Cette intervention a eu lieu sur un plateau consacré à l’attractivité européenne pour les Marocains, dans le sillage de la crise migratoire de Ceuta. Fin juillet, des dizaines de milliers de personnes, en grande partie originaires du Maroc, ont tenté la traversée vers l’enclave espagnole. Les autorités madrilènes dénombrent au moins 82 morts ; une organisation non gouvernementale marocaine avance un bilan supérieur à 140 décès.

Les chiffres cités correspondent à une enquête d’Afrobarometer

Le réseau de recherche Afrobarometer a publié le 22 octobre 2025 une enquête sur les intentions migratoires des Marocains. Le document établit qu’un peu plus de quatre citoyens sur dix ont déjà songé à l’exil, cette proportion grimpant nettement parmi les moins de 35 ans, les foyers modestes, les diplômés et les chômeurs.

Les raisons évoquées par les personnes sondées relèvent d’abord de considérations matérielles : trouver un poste, développer une activité commerciale ou sortir de la précarité. Le continent européen arrive largement en tête des destinations envisagées, devant l’Amérique du Nord.

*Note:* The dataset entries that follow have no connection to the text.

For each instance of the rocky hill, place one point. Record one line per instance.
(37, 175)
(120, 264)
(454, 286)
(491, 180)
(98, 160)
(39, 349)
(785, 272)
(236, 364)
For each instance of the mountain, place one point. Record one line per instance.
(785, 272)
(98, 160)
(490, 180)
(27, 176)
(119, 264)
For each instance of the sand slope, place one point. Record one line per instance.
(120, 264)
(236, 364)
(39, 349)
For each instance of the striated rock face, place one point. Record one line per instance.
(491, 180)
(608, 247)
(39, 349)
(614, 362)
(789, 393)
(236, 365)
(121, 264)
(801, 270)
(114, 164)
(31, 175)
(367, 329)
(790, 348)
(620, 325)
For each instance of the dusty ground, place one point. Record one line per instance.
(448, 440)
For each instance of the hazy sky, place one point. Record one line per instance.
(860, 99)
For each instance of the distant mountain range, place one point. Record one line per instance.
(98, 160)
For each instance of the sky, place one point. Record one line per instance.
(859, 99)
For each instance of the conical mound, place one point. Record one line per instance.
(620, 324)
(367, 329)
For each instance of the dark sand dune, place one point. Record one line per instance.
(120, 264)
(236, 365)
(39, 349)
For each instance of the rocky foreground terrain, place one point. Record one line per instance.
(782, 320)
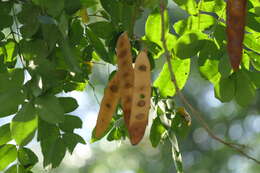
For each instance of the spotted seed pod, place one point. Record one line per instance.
(236, 19)
(108, 106)
(141, 98)
(126, 74)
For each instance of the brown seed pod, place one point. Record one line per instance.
(108, 106)
(236, 19)
(141, 98)
(126, 74)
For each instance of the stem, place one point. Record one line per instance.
(183, 99)
(18, 37)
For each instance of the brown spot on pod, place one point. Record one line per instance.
(128, 85)
(122, 53)
(141, 103)
(140, 116)
(113, 88)
(125, 74)
(142, 67)
(128, 99)
(108, 105)
(142, 88)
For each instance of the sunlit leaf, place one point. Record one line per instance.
(8, 154)
(225, 89)
(245, 89)
(24, 124)
(49, 109)
(27, 157)
(157, 132)
(70, 123)
(181, 69)
(189, 44)
(195, 23)
(5, 134)
(153, 27)
(71, 140)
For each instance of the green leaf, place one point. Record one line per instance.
(34, 49)
(176, 154)
(2, 35)
(8, 154)
(27, 158)
(153, 27)
(225, 89)
(209, 70)
(157, 131)
(53, 8)
(29, 14)
(24, 124)
(212, 6)
(251, 42)
(76, 32)
(224, 66)
(220, 34)
(194, 23)
(69, 55)
(69, 104)
(113, 8)
(188, 5)
(189, 44)
(11, 79)
(245, 89)
(5, 134)
(28, 30)
(98, 46)
(88, 3)
(255, 78)
(128, 17)
(70, 123)
(103, 29)
(181, 70)
(71, 140)
(255, 59)
(10, 51)
(253, 21)
(53, 151)
(16, 169)
(49, 109)
(180, 125)
(114, 134)
(50, 34)
(10, 100)
(47, 131)
(63, 25)
(72, 7)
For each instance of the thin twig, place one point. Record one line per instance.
(194, 112)
(18, 37)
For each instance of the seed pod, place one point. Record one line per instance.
(108, 106)
(126, 74)
(236, 18)
(141, 98)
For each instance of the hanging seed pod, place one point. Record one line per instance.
(141, 98)
(126, 74)
(236, 19)
(108, 106)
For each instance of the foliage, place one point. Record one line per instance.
(48, 47)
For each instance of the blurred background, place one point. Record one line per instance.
(201, 154)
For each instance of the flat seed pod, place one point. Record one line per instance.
(108, 106)
(236, 19)
(141, 98)
(126, 74)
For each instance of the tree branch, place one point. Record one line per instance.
(183, 99)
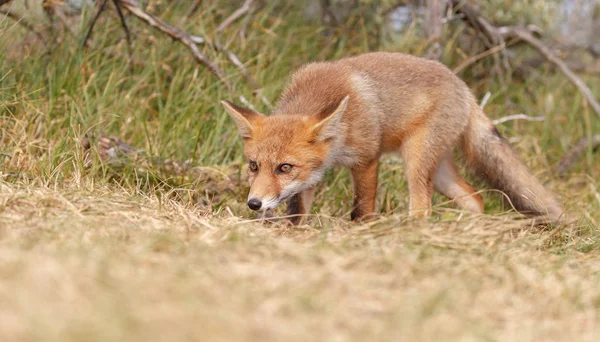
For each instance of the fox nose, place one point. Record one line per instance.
(254, 203)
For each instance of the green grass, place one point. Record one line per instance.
(136, 253)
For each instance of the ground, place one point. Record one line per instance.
(159, 244)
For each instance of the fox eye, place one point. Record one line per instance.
(284, 168)
(253, 166)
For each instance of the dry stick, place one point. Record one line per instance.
(127, 35)
(21, 21)
(235, 15)
(474, 59)
(527, 37)
(489, 35)
(93, 23)
(194, 7)
(518, 117)
(177, 34)
(575, 153)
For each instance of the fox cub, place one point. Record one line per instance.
(351, 111)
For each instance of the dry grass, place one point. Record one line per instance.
(106, 264)
(131, 252)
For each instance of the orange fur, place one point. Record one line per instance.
(351, 111)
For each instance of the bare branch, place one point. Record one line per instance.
(485, 99)
(194, 7)
(177, 34)
(518, 117)
(127, 35)
(526, 36)
(474, 59)
(235, 15)
(101, 9)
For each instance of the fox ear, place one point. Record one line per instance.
(327, 128)
(243, 118)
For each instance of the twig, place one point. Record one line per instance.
(194, 7)
(518, 117)
(93, 23)
(490, 37)
(177, 34)
(235, 15)
(127, 35)
(21, 21)
(526, 36)
(485, 99)
(575, 153)
(477, 57)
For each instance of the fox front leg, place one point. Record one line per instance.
(364, 179)
(299, 205)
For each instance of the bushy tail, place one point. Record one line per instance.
(493, 159)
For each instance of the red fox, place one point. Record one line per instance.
(351, 111)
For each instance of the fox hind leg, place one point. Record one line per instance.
(421, 162)
(364, 179)
(449, 183)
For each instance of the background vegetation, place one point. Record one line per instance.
(159, 245)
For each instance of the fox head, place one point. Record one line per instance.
(286, 154)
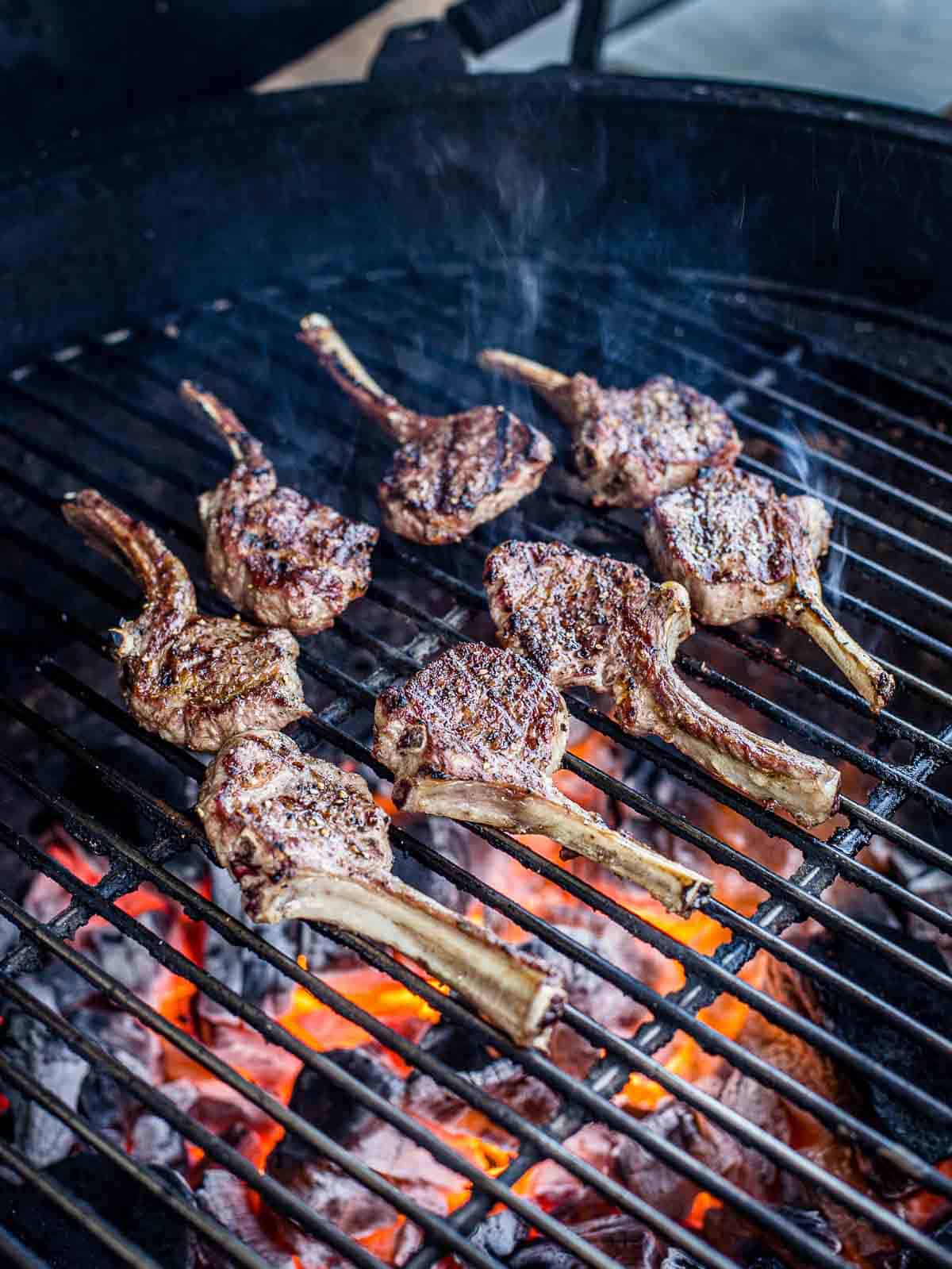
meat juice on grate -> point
(374, 1224)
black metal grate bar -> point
(708, 976)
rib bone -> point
(271, 551)
(451, 474)
(597, 622)
(190, 678)
(305, 840)
(743, 550)
(476, 735)
(630, 444)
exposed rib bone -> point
(305, 840)
(476, 735)
(552, 386)
(517, 809)
(327, 343)
(190, 678)
(588, 621)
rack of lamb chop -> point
(476, 735)
(743, 550)
(271, 551)
(306, 840)
(630, 444)
(601, 623)
(190, 678)
(450, 475)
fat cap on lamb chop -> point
(630, 444)
(476, 735)
(306, 840)
(587, 621)
(271, 551)
(450, 475)
(743, 550)
(190, 678)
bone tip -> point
(317, 324)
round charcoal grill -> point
(780, 252)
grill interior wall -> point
(105, 414)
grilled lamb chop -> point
(600, 623)
(743, 550)
(476, 735)
(271, 551)
(306, 840)
(194, 679)
(450, 475)
(630, 444)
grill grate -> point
(154, 462)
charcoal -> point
(501, 1234)
(622, 1237)
(226, 1198)
(866, 1031)
(114, 1196)
(329, 1108)
(105, 1102)
(44, 1139)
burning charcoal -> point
(894, 1050)
(44, 1139)
(226, 1198)
(501, 1234)
(329, 1108)
(98, 1184)
(621, 1237)
(103, 1102)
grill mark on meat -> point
(272, 552)
(630, 444)
(451, 474)
(743, 550)
(476, 735)
(192, 679)
(596, 622)
(306, 840)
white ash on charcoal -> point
(860, 1241)
(52, 1063)
(145, 1220)
(330, 1192)
(226, 1198)
(501, 1078)
(103, 1101)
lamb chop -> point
(476, 735)
(190, 678)
(743, 550)
(630, 444)
(450, 475)
(271, 551)
(600, 623)
(306, 840)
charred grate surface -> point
(869, 440)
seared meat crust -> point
(476, 735)
(630, 444)
(451, 474)
(474, 713)
(562, 610)
(466, 470)
(743, 550)
(306, 840)
(272, 552)
(625, 642)
(192, 679)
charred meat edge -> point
(518, 994)
(797, 601)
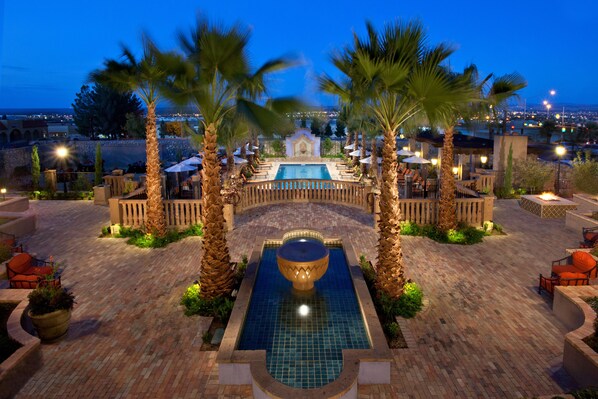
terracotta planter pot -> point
(52, 326)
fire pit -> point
(547, 205)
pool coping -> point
(360, 366)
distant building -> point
(22, 131)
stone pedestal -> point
(229, 216)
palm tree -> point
(398, 74)
(144, 76)
(502, 89)
(218, 81)
(463, 94)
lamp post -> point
(560, 151)
(62, 152)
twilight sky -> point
(47, 48)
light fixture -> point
(303, 310)
(560, 150)
(62, 152)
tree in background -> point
(98, 165)
(508, 184)
(340, 128)
(547, 129)
(328, 130)
(35, 167)
(316, 126)
(100, 109)
(135, 126)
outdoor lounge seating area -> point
(25, 271)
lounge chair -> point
(548, 283)
(578, 262)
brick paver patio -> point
(485, 333)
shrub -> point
(411, 301)
(585, 176)
(5, 252)
(531, 174)
(47, 299)
(81, 184)
(219, 308)
(464, 235)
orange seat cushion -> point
(559, 269)
(20, 263)
(25, 281)
(583, 261)
(573, 279)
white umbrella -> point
(238, 161)
(180, 167)
(357, 153)
(405, 153)
(238, 152)
(414, 159)
(368, 160)
(192, 161)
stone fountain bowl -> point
(303, 261)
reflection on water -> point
(304, 333)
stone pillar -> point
(376, 194)
(196, 186)
(229, 216)
(50, 179)
(409, 186)
(115, 210)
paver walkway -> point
(486, 332)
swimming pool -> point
(302, 171)
(304, 333)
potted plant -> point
(50, 311)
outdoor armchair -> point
(578, 262)
(548, 283)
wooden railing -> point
(300, 190)
(473, 211)
(180, 214)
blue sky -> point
(47, 48)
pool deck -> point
(486, 331)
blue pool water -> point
(304, 351)
(304, 171)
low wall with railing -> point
(180, 214)
(473, 211)
(303, 190)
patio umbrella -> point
(192, 161)
(368, 160)
(357, 153)
(238, 161)
(247, 152)
(405, 153)
(180, 167)
(414, 159)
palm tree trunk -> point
(363, 166)
(447, 218)
(390, 276)
(155, 221)
(374, 160)
(216, 276)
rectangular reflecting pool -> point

Un décalage entre croissance économique et aspirations de la jeunesse

Le royaume affiche des résultats industriels notables, avec un secteur automobile et aéronautique en développement ainsi qu’une production de phosphate parmi les premières mondiales. Les grands chantiers d’infrastructures, ports et lignes ferroviaires, ont également transformé le paysage économique du pays ces dernières années.

Ce dynamisme contraste avec la situation de l’emploi chez les jeunes générations, où le taux de chômage frôle les 40 %. Une part significative des Marocains de moins de 30 ans, estimée à environ trois millions, ne travaille pas, n’étudie pas et ne suit aucune formation. Le pays perd chaque année environ 60 000 habitants au profit de l’étranger, un mouvement qui a retiré plus de quatre millions de personnes à sa population depuis le milieu du XXe siècle.